Most of our tech stack is already written in Rust. So we decided to move these newer models into Rust as well. To avoid some hefty dependencies and because Torch is not the fastest for inference, we chose ONNX Runtime.
- Model format: ONNX (3× faster than PyTorch)
- Runtime: Rust + ort (minimal overhead, excellent CPU performance)
- Index: HNSW for a limited set of ~25M aftermarket domains
- Hardware: CPU-only (no GPU coordination overhead)
- Optimizations: quantized optimized output (optimum)
Result: 95th-percentile latency of 10 ms, within our 25 ms target.
AI in Development vs. Production
"AI‑powered" often becomes shorthand for integrating an LLM into every request path, but placement is a design choice with distinct trade‑offs.
- In development: Lower context, faster speeds
- In production: Higher context, slower speeds
Our instant search proves how far the first approach can go: we distilled GPT‑4's trillion‑parameter knowledge into a 22.7M‑parameter embedding model, returning semantic results in <10 ms (ignoring the distance between the user and our servers).

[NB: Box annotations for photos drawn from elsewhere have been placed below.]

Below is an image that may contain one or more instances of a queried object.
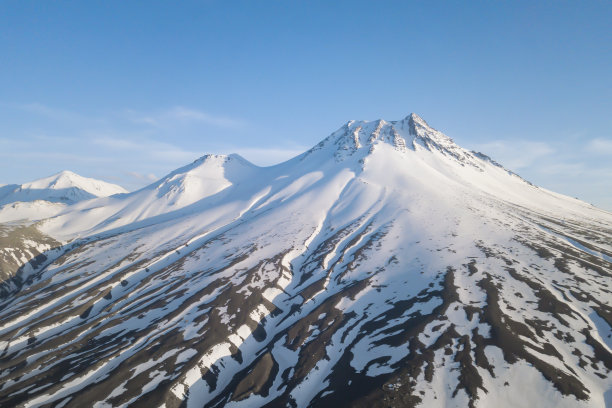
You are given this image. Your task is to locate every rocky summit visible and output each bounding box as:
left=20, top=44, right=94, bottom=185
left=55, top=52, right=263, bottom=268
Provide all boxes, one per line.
left=0, top=114, right=612, bottom=408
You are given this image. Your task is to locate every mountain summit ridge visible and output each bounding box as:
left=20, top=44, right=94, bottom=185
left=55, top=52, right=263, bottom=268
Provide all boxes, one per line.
left=0, top=115, right=612, bottom=408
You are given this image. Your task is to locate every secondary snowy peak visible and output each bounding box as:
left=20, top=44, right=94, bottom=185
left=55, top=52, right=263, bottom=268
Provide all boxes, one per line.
left=0, top=171, right=127, bottom=206
left=0, top=115, right=612, bottom=408
left=145, top=154, right=257, bottom=207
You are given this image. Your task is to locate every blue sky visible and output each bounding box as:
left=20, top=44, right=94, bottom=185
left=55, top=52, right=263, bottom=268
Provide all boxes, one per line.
left=0, top=1, right=612, bottom=210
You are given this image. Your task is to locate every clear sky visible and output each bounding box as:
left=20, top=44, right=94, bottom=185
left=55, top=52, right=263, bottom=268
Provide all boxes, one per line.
left=0, top=0, right=612, bottom=210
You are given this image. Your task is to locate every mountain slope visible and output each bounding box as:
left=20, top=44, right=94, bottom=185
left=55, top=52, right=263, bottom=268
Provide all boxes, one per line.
left=0, top=115, right=612, bottom=407
left=0, top=171, right=127, bottom=222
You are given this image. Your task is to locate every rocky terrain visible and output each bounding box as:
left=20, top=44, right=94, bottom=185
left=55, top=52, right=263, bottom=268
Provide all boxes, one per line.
left=0, top=114, right=612, bottom=408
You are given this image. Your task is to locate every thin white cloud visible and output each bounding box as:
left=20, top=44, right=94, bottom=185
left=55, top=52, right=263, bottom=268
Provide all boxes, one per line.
left=585, top=138, right=612, bottom=155
left=92, top=136, right=198, bottom=163
left=126, top=106, right=245, bottom=128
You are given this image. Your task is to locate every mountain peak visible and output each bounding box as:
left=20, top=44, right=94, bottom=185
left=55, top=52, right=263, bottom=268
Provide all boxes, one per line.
left=0, top=170, right=127, bottom=205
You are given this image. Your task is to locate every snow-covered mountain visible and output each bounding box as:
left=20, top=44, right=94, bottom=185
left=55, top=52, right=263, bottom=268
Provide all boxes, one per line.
left=0, top=171, right=127, bottom=222
left=0, top=114, right=612, bottom=407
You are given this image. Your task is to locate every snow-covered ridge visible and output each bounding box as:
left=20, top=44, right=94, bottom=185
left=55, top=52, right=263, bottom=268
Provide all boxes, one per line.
left=0, top=171, right=127, bottom=205
left=0, top=111, right=612, bottom=408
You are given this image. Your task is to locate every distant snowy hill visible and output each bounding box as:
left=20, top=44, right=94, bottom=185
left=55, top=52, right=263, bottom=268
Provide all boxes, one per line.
left=0, top=114, right=612, bottom=407
left=0, top=171, right=127, bottom=222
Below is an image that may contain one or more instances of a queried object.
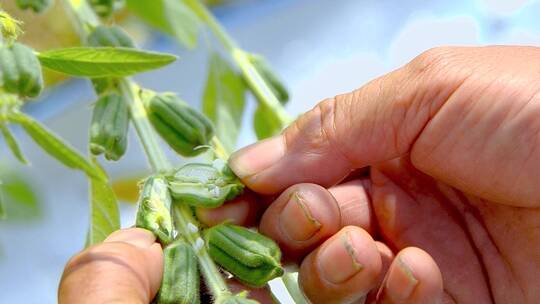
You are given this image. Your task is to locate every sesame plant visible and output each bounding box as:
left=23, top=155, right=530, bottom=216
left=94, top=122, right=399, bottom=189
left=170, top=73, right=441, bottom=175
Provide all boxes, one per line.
left=0, top=0, right=305, bottom=303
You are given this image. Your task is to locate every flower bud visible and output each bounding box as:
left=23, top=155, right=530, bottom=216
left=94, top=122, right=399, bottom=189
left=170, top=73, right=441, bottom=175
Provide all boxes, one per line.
left=135, top=176, right=174, bottom=244
left=156, top=240, right=200, bottom=304
left=90, top=94, right=129, bottom=160
left=146, top=93, right=214, bottom=156
left=169, top=160, right=244, bottom=208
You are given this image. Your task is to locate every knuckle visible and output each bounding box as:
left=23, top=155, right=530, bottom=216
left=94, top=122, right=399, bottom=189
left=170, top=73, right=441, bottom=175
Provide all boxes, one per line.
left=407, top=47, right=456, bottom=74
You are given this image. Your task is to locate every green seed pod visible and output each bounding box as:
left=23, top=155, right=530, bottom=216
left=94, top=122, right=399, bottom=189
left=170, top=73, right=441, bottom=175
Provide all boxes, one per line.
left=135, top=177, right=174, bottom=244
left=204, top=224, right=283, bottom=287
left=156, top=240, right=200, bottom=304
left=146, top=93, right=214, bottom=156
left=169, top=160, right=244, bottom=208
left=88, top=0, right=125, bottom=18
left=248, top=54, right=289, bottom=104
left=0, top=43, right=43, bottom=97
left=90, top=94, right=129, bottom=160
left=15, top=0, right=53, bottom=13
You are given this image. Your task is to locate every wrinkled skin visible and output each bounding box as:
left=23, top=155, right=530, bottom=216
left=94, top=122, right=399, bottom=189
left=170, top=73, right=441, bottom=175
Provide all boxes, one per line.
left=60, top=47, right=540, bottom=304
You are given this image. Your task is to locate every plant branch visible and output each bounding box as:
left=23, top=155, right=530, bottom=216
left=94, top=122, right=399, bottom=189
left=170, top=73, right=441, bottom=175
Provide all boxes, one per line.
left=60, top=0, right=230, bottom=298
left=120, top=79, right=171, bottom=173
left=185, top=0, right=292, bottom=127
left=173, top=204, right=230, bottom=299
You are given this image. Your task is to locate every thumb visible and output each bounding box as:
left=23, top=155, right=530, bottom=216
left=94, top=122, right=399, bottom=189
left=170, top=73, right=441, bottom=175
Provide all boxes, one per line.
left=58, top=228, right=163, bottom=304
left=230, top=49, right=460, bottom=194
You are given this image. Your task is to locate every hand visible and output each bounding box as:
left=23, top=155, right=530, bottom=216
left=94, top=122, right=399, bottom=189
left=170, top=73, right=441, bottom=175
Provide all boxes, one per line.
left=198, top=47, right=540, bottom=303
left=58, top=228, right=163, bottom=304
left=58, top=228, right=273, bottom=304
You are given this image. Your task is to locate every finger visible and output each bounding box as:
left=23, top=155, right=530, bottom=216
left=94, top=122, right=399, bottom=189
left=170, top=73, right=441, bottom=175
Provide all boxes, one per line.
left=364, top=241, right=394, bottom=304
left=371, top=163, right=490, bottom=303
left=259, top=184, right=341, bottom=261
left=328, top=178, right=375, bottom=234
left=230, top=49, right=462, bottom=193
left=200, top=178, right=375, bottom=233
left=377, top=247, right=443, bottom=304
left=58, top=228, right=163, bottom=304
left=299, top=226, right=382, bottom=303
left=195, top=191, right=267, bottom=227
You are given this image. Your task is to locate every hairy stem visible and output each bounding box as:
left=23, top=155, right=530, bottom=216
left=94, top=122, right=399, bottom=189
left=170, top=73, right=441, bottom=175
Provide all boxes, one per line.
left=185, top=0, right=292, bottom=127
left=64, top=0, right=230, bottom=299
left=173, top=204, right=230, bottom=299
left=120, top=79, right=171, bottom=173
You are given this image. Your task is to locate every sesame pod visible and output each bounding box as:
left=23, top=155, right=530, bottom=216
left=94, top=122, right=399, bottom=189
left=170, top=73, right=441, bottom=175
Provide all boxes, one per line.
left=248, top=54, right=289, bottom=104
left=135, top=176, right=173, bottom=244
left=88, top=0, right=125, bottom=18
left=156, top=240, right=200, bottom=304
left=90, top=94, right=129, bottom=160
left=204, top=224, right=283, bottom=287
left=87, top=25, right=135, bottom=95
left=169, top=160, right=244, bottom=208
left=146, top=93, right=214, bottom=156
left=0, top=43, right=43, bottom=97
left=15, top=0, right=53, bottom=13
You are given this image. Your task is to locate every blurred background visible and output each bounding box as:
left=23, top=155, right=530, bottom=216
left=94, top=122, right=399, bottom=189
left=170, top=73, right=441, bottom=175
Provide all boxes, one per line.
left=0, top=0, right=540, bottom=303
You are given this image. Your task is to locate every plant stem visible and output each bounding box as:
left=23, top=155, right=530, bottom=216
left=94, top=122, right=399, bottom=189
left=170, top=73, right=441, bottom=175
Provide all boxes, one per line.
left=185, top=0, right=292, bottom=127
left=210, top=136, right=229, bottom=161
left=120, top=79, right=171, bottom=173
left=64, top=0, right=230, bottom=299
left=281, top=271, right=308, bottom=304
left=173, top=203, right=230, bottom=299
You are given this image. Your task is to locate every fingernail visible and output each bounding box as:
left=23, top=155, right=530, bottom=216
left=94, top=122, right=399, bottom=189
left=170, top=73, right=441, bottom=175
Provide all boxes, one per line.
left=104, top=228, right=156, bottom=248
left=385, top=257, right=418, bottom=301
left=229, top=135, right=285, bottom=178
left=279, top=192, right=321, bottom=241
left=318, top=232, right=364, bottom=284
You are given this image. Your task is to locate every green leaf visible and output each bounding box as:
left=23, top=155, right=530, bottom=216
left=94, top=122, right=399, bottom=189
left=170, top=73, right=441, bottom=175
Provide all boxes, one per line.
left=253, top=104, right=281, bottom=139
left=127, top=0, right=202, bottom=49
left=86, top=160, right=120, bottom=247
left=203, top=54, right=246, bottom=151
left=38, top=47, right=177, bottom=78
left=0, top=124, right=28, bottom=165
left=8, top=113, right=105, bottom=180
left=0, top=181, right=6, bottom=220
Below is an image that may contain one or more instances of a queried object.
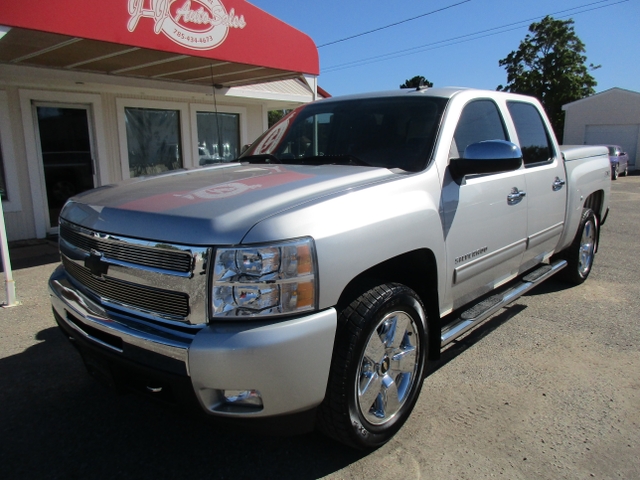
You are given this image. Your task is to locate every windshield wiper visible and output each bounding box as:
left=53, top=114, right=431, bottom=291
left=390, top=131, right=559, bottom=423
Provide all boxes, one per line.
left=296, top=153, right=371, bottom=167
left=238, top=157, right=282, bottom=165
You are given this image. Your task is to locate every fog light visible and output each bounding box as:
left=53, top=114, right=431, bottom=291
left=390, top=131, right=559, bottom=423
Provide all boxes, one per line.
left=223, top=390, right=262, bottom=408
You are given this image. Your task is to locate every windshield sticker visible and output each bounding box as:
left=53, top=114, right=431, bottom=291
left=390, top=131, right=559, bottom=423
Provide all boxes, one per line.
left=127, top=0, right=247, bottom=50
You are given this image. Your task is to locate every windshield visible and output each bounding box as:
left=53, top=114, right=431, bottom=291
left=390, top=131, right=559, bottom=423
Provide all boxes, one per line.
left=239, top=97, right=447, bottom=171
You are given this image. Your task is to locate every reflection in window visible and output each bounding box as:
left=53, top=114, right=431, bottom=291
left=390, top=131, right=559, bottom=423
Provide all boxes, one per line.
left=197, top=112, right=240, bottom=165
left=507, top=102, right=553, bottom=166
left=451, top=100, right=507, bottom=156
left=124, top=107, right=183, bottom=177
left=0, top=137, right=9, bottom=201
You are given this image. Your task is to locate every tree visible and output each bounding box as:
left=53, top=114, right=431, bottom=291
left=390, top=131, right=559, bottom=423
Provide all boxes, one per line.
left=400, top=75, right=433, bottom=88
left=498, top=16, right=599, bottom=139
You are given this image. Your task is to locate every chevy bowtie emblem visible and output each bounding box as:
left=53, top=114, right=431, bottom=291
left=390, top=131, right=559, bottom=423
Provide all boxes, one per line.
left=84, top=250, right=109, bottom=277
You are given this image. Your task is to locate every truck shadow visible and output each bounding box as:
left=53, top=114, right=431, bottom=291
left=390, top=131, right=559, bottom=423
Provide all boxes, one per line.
left=426, top=303, right=527, bottom=376
left=0, top=327, right=365, bottom=479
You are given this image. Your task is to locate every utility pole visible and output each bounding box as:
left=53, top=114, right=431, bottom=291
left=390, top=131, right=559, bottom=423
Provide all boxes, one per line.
left=0, top=189, right=19, bottom=307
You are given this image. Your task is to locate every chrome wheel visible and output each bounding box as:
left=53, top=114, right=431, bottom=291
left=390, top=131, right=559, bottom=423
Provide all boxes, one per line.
left=578, top=218, right=596, bottom=277
left=356, top=311, right=420, bottom=425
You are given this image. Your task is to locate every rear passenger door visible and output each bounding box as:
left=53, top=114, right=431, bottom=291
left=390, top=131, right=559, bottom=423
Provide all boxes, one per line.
left=442, top=99, right=528, bottom=308
left=507, top=101, right=567, bottom=271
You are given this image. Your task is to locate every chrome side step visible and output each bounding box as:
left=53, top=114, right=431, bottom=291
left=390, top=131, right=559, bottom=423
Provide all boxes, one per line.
left=440, top=260, right=567, bottom=348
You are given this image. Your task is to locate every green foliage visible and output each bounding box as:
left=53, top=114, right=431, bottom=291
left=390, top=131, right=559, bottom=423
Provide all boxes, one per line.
left=498, top=16, right=599, bottom=139
left=400, top=75, right=433, bottom=88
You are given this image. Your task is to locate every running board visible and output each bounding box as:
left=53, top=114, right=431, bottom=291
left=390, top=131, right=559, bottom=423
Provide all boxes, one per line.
left=440, top=260, right=567, bottom=348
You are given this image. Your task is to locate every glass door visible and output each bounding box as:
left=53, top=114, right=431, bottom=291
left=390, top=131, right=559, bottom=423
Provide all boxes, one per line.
left=34, top=104, right=96, bottom=233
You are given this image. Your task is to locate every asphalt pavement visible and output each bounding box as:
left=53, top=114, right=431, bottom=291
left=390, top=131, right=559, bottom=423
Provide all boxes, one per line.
left=0, top=175, right=640, bottom=479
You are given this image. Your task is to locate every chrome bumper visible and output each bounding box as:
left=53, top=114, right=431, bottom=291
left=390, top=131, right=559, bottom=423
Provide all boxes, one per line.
left=49, top=267, right=337, bottom=418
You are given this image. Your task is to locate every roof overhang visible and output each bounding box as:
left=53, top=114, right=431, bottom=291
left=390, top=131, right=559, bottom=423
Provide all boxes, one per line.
left=0, top=0, right=319, bottom=87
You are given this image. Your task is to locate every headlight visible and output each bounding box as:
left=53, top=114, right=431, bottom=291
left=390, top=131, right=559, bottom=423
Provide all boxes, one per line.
left=211, top=238, right=317, bottom=317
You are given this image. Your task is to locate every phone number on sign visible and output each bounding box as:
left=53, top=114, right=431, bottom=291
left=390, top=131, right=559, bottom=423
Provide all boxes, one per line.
left=173, top=30, right=213, bottom=43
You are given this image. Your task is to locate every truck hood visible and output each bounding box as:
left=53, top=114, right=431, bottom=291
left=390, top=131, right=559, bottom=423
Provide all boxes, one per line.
left=60, top=163, right=394, bottom=246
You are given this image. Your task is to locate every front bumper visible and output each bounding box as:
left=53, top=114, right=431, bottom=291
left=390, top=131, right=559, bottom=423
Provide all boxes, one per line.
left=49, top=266, right=337, bottom=420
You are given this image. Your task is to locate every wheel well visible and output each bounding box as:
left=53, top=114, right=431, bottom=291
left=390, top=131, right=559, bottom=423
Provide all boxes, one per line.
left=337, top=249, right=440, bottom=360
left=583, top=190, right=604, bottom=223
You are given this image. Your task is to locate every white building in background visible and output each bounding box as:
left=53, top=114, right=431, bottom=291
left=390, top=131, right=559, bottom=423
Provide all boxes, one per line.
left=562, top=88, right=640, bottom=170
left=0, top=0, right=323, bottom=241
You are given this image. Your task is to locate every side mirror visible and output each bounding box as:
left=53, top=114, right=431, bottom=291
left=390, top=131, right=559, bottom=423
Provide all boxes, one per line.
left=449, top=140, right=522, bottom=178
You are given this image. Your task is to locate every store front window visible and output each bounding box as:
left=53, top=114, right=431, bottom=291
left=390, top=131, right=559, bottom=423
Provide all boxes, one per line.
left=197, top=112, right=240, bottom=165
left=125, top=107, right=183, bottom=177
left=0, top=139, right=9, bottom=200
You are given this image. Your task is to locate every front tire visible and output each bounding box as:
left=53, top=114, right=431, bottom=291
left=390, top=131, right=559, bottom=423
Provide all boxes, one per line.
left=560, top=208, right=599, bottom=285
left=318, top=283, right=429, bottom=449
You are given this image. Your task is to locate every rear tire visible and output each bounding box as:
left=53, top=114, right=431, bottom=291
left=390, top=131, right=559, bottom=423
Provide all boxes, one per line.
left=559, top=208, right=599, bottom=285
left=317, top=283, right=429, bottom=449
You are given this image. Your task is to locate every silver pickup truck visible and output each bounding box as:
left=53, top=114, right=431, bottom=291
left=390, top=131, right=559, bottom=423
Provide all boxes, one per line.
left=49, top=88, right=611, bottom=448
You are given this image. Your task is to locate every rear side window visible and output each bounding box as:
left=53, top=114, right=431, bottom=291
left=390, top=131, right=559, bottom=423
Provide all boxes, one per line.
left=507, top=102, right=554, bottom=167
left=451, top=100, right=507, bottom=157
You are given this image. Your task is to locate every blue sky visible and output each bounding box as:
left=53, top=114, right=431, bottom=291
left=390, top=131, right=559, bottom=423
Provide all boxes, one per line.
left=248, top=0, right=640, bottom=95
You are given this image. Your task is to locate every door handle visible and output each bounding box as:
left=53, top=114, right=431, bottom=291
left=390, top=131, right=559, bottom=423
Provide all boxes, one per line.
left=507, top=187, right=527, bottom=205
left=551, top=177, right=567, bottom=192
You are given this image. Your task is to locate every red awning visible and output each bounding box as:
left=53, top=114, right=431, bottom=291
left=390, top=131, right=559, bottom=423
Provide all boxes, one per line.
left=0, top=0, right=319, bottom=86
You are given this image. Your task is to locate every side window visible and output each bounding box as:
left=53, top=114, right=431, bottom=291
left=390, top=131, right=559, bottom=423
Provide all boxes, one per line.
left=507, top=102, right=553, bottom=167
left=450, top=100, right=507, bottom=158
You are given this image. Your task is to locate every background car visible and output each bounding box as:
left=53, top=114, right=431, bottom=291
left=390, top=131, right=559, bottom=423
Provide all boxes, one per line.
left=605, top=145, right=629, bottom=180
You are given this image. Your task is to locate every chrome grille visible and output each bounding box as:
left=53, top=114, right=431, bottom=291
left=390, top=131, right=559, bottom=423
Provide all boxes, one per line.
left=62, top=258, right=189, bottom=318
left=60, top=219, right=211, bottom=324
left=60, top=223, right=192, bottom=272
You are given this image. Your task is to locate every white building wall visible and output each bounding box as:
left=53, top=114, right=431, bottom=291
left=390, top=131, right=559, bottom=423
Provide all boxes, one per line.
left=0, top=65, right=314, bottom=241
left=562, top=88, right=640, bottom=168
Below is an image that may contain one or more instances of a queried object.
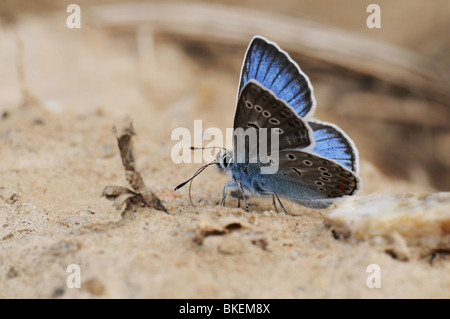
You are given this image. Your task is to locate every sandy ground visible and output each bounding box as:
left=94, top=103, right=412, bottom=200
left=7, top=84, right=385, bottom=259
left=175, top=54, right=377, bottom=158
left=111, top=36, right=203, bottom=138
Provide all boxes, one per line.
left=0, top=2, right=450, bottom=298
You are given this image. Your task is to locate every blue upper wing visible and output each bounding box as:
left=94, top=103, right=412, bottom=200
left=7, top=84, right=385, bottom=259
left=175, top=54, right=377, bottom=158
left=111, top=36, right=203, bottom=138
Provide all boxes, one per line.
left=239, top=37, right=315, bottom=117
left=308, top=121, right=359, bottom=173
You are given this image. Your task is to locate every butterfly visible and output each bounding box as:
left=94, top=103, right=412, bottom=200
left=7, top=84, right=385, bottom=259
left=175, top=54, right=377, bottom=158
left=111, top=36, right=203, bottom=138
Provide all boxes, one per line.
left=175, top=36, right=362, bottom=213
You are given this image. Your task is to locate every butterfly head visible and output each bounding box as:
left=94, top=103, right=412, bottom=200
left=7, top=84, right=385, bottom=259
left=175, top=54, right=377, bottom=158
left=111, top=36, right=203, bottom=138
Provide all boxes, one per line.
left=216, top=150, right=233, bottom=171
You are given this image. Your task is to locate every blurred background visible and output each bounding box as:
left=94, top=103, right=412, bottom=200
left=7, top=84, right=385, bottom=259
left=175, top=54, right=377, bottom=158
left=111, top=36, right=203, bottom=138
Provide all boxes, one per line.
left=0, top=0, right=450, bottom=191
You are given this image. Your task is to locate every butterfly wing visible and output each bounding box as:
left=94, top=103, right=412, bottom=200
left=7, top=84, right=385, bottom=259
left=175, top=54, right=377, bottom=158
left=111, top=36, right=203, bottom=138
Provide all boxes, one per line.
left=238, top=36, right=315, bottom=118
left=252, top=150, right=360, bottom=208
left=233, top=80, right=314, bottom=163
left=308, top=120, right=359, bottom=174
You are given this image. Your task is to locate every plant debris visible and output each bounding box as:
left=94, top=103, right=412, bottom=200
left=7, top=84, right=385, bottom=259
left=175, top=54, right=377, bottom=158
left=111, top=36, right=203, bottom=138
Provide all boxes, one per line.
left=102, top=123, right=168, bottom=213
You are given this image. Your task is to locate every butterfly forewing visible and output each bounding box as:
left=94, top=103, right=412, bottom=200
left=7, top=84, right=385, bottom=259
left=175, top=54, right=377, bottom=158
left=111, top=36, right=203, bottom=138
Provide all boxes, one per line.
left=233, top=80, right=313, bottom=165
left=238, top=37, right=315, bottom=117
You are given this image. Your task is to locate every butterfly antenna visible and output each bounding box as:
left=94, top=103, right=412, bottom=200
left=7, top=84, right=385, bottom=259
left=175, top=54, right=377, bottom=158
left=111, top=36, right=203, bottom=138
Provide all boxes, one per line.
left=191, top=146, right=227, bottom=152
left=174, top=160, right=217, bottom=206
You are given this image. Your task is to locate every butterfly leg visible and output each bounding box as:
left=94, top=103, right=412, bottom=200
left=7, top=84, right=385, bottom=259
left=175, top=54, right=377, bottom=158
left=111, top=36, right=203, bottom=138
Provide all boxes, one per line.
left=273, top=193, right=290, bottom=215
left=237, top=181, right=250, bottom=213
left=272, top=193, right=278, bottom=214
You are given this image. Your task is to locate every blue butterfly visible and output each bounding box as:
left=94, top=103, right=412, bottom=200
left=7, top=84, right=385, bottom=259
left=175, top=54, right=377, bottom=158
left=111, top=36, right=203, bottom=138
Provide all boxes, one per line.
left=175, top=36, right=361, bottom=213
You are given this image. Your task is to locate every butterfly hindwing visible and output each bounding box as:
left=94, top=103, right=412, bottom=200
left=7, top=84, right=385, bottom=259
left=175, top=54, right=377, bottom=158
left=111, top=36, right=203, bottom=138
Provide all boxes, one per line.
left=252, top=150, right=360, bottom=208
left=308, top=120, right=359, bottom=173
left=238, top=37, right=315, bottom=117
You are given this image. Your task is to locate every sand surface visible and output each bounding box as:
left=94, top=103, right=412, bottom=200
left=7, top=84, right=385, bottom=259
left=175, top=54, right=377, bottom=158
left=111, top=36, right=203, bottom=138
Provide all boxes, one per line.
left=0, top=1, right=450, bottom=298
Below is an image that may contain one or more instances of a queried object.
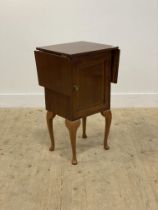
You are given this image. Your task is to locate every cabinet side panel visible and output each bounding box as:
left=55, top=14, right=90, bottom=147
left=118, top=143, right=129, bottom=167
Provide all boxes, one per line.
left=35, top=51, right=72, bottom=95
left=45, top=88, right=72, bottom=120
left=111, top=49, right=120, bottom=83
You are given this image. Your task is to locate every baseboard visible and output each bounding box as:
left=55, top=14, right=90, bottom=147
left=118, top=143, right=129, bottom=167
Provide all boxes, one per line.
left=0, top=93, right=158, bottom=108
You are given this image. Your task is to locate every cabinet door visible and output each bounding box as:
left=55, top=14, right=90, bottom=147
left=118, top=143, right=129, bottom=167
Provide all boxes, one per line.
left=73, top=55, right=110, bottom=117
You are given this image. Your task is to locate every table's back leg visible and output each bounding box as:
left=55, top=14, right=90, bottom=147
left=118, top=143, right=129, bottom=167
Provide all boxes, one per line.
left=82, top=117, right=87, bottom=138
left=46, top=111, right=56, bottom=151
left=65, top=119, right=81, bottom=165
left=101, top=110, right=112, bottom=150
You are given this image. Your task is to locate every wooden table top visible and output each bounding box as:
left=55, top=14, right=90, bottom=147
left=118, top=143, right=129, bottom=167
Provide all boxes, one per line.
left=36, top=41, right=118, bottom=56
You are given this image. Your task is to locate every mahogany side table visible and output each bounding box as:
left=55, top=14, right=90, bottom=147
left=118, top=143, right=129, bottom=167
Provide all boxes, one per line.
left=34, top=41, right=120, bottom=165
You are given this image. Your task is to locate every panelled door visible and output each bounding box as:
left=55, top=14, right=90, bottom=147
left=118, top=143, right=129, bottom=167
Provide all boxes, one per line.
left=73, top=52, right=110, bottom=117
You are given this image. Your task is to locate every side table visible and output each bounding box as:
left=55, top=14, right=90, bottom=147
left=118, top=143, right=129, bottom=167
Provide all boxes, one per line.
left=34, top=41, right=120, bottom=165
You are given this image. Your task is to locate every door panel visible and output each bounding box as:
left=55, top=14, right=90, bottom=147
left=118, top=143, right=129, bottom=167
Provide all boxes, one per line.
left=75, top=61, right=104, bottom=111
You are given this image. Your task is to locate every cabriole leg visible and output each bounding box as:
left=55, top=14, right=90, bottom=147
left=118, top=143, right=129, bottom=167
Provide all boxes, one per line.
left=101, top=110, right=112, bottom=150
left=65, top=119, right=81, bottom=165
left=82, top=117, right=87, bottom=139
left=46, top=111, right=56, bottom=151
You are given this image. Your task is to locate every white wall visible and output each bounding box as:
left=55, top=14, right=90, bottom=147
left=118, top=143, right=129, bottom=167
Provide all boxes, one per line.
left=0, top=0, right=158, bottom=107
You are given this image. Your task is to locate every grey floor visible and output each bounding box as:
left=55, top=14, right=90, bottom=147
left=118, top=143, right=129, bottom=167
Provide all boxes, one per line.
left=0, top=108, right=158, bottom=210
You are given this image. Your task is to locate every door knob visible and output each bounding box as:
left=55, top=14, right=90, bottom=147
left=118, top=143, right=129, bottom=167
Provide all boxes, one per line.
left=73, top=85, right=79, bottom=91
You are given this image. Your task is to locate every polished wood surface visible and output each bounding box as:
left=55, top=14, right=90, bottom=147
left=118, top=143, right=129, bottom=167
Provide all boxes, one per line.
left=65, top=119, right=81, bottom=165
left=36, top=41, right=117, bottom=56
left=34, top=41, right=120, bottom=164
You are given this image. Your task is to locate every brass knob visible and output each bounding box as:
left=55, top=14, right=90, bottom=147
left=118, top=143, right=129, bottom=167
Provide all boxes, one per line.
left=73, top=85, right=79, bottom=91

On the other hand, our Business Name Generator shows where a live LLM pulls ahead: brand ideation needs fresh, expansive reasoning, so we trade speed for depth and deliver suggestions that truly need trillion+ parameter context.
This isn't to say LLMs in development are better than LLMs in production. It's about matching context depth to latency cost.
We are planning to roll out our new model over the next month.